Now flash forward to April, 2014.
Walker is running for re-election as Governor, but will not say - - wink, wink - - if he will serve out his term if re-elected in November.
Like his book 'co-authorship,' and national fund-raising and speaking forays, the dodge is a signal that he's reaching for a new player level in The Higher Office Game.
It's reminiscent of his cat-and-mouse behavior when he ran for re-election as County Executive in 2008 and wouldn't commit to finishing that four-year term because everyone knew he was eyeing a run for the Governor's office.
And had been prepping for it all along.
In fact, he'd abandoned an earlier run for Governor while County Executive in which incumbent Democrat Jim Doyle went on to beat then-GOP US Rep. Mark Green in 2006.
Walker has been been playing the County Executive-to-higher-office-game since 2002, using an office in which he had no real nut-sand-bolts policy interests as a stepping stone from the get-go - - courting donors, kissing up to talk radio and assembling a county staff which would implement campaign operatives' orders to put Walker's image and advancement first.

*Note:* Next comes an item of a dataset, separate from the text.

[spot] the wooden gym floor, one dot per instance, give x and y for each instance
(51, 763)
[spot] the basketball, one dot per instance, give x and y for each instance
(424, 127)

Walker's game, following an undistinguished legislative career and an incomplete college education, is now more than a decade old.
And it's gotten more consequential - - Kelly Rindfleisch was convicted of felonious misuse of public time - - and several others brought in to serve Walker were swept up and into jail in the first of two John Doe prosecutorial probes after being convicted of crimes in office, too.
The game has winners and losers, doesn't it?
Now Team Walker is perhaps headed for the ultimate American political Zero-Sum Game of all - - the 2016 Presidential race.
Whom do you want there? A game-player or a policy person?